OBJECTIVES: To determine the effect of exclusive breastfeeding on postpartum risk of MS relapse and to investigate the effect of introducing supplemental feedings on that risk. DESIGN, SETTING, AND PARTICIPANTS: Data on 201 pregnant women with relapsing-remitting MS were collected prospectively from January 1, 2008, to June 30, 2012, with 1 year follow-up post partum in the nationwide German MS and pregnancy registry. The effect of the intention to breastfeed exclusively (no regular replacement of breastfeeding meals with supplemental feedings) for at least 2 months compared with nonexclusive breastfeeding (partial or no breastfeeding) on the first postpartum MS relapse, using Cox proportional hazards regression model adjusted for age and disease activity, before and during pregnancy was analyzed. Data analysis was performed from August 30, 2013, to May 25, 2015. EXPOSURE: Exclusive breastfeeding defined as at least 2 months of breastfeeding without regular replacement of any meal by supplemental feeding. MAIN OUTCOME AND MEASURE: First postpartum MS relapse.

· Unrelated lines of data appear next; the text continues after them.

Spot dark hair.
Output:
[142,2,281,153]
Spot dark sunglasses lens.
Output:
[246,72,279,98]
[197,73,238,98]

RESULTS: Of 201 women, 120 (59.7%) intended to breastfeed exclusively for at least 2 months and 81 (40.3%) breastfed and included supplemental feeding (42 [20.9%]) or did not breastfeed (39 [19.4%]). Thirty-one women (38.3%) who did not breastfeed exclusively had a relapse within the first 6 months post partum compared with 29 women (24.2%) who intended to breastfeed exclusively for at least 2 months (unadjusted hazard ratio, 1.80; 95% CI, 1.09-2.99; P = .02; adjusted hazard ratio, 1.70; 95% CI, 1.02-2.85; P = .04). The time to first postpartum relapse after the introduction of supplemental feedings did not differ significantly between women who previously breastfed exclusively and those who did not (P = .60). CONCLUSIONS AND RELEVANCE: The findings of this study suggest that exclusive breastfeeding is a modestly effective MS treatment with a natural end date. Our study provides further evidence that women with MS who breastfeed exclusively should be supported to do so since it does not increase the risk of postpartum relapse.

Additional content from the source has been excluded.